Mohtashamipour, who has written a series of open letters criticising regime policies in particular its mistreatment of political prisoners, is said to be in good spirits despite being held in solitary confinement since 1 March when she was arrested while attending pro-opposition protests in Tehran.

Thus far, Mohtashamipour has written around eighty letters to Tehran’s Chief Prosecutor Jafari Dolat-Abadi regarding her husband’s condition in prison; however, none of them have been met with any response from the Prosecutor.

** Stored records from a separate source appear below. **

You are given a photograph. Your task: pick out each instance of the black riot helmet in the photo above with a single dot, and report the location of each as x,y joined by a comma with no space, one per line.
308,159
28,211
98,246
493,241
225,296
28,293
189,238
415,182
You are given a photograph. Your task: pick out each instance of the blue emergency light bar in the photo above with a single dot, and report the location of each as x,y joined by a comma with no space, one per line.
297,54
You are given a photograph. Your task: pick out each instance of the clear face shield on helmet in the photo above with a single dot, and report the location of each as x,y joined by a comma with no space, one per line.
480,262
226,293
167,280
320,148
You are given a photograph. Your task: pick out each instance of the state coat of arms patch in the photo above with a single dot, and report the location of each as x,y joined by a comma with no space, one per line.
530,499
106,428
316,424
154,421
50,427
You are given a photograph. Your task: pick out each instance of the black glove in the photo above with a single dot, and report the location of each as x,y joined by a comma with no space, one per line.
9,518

Mohtashamipour is the wife of senior reformist politician Mostafa Tajzadeh who was called back to Evin prison in August 2010 after having joined six other leading reformist figures in filing a lawsuit against several commanders of Iran’s Revolutionary Guard Corps for their interference in Iran’s rigged presidential election of in June 2009.

The seven plaintiffs included four members of the Organisation of Islamic Revolution Mujahidin (Behzad Nabavi, Mostafa Tajzadeh, Mohsen Aminzadeh, and Faizollah Arabsorkhi) and three members of the Islamic Iran Participation Front (Chairman Mohsen Mirdamadi, Abdollah Ramezanzadeh, and Mohsen Safaei Farahani). The parties are two Iran’s most important reformist groups that have also been outlawed by the judiciary.

The seven reformers say that the speech made by IRGC commander Moshfegh, demonstrates how the IRGC commanders had engineered the June 2009 election of Mahmoud Ahmadinejad.

Tajzadeh was arrested shortly after the June 2009 election coup and later released in early March 2010 after nine months of imprisonment. He rejected calls by his interrogators at Evin prison to withdraw his complaint against the IRGC and was therefore forces to return behind bars.